The following thoughts have been running through my mind since last week (not in order):
- Why do I own so many things that I don’t use/need?
- Why did I buy all these clothes?
- I need to throw away these files as I haven’t touched them since the last time I filed things inside them back in 2006.
- I need to throw away all these items in the drawers.
- If all these things are gone, this room will be less stifling
- If all these things are gone, this mind will be less cluttered
I realized one thing as well – I’ve been a victim of commercialization (and hoarding which explains why I still kept all the files) and the items I’ve purchased haven’t brought any benefit to my life. The purchase of countless of clothes is one glaring instance of how I’ve blown off thousands of dollars into an unbeneficial pursuit. Even though the cupboard where I placed all my clothes is practically bursting at its seams, the reality is that I haven’t worn half of the clothes inside it even once since I purchased it.

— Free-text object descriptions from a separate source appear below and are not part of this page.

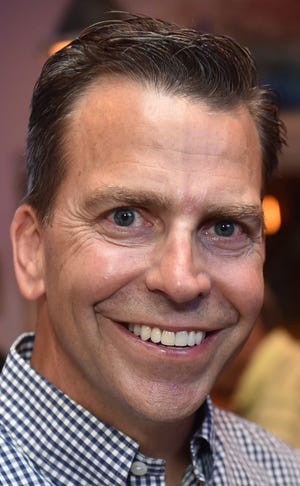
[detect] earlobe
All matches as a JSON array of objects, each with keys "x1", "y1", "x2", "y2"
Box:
[{"x1": 10, "y1": 205, "x2": 46, "y2": 301}]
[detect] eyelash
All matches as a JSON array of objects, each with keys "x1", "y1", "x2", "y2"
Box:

Most of the clothes were bought on a whim – I was convinced that I needed to own it at the time of purchase.
At the end of the day, this whim simply resulted in a wastage of space in this room and played a role in the depletion of the Earth’s resources and worse, its degradation. For example, the demand for clothes here in Singapore have fueled the need for its production in the textile industry in China. Since the textile industry needs to meet the demand, they need resources in the form of workers, cloth, electricity, etc. Workers aside, ensuring the supply of resources like cloth and electricity would definitely impact the Earth. The Guardian and Greenpeace have done extensive reporting on the links between environmental degradation and the textile industry and with every word I read from these two sites (and many others as well), I started feeling bad.
The full enormity of my actions have truly caused me to be ashamed of myself. I’m an advocate when it comes to saving the environment but I’ve overlooked how my spending habits have played a role in harming it. Additionally on a personal level, the accumulation of items in this room is increasingly causing me to be stifled. I feel like I’m entrapped by life’s excesses.
Hence, I’ve set out this goal for myself for this vacation – to declutter this room. At this point in time, I’m glad the Town Council here has installed those recycling bins at the ground floor of each building. They will certainly come in handy as an outlet to dispose all those recyclable items in this room.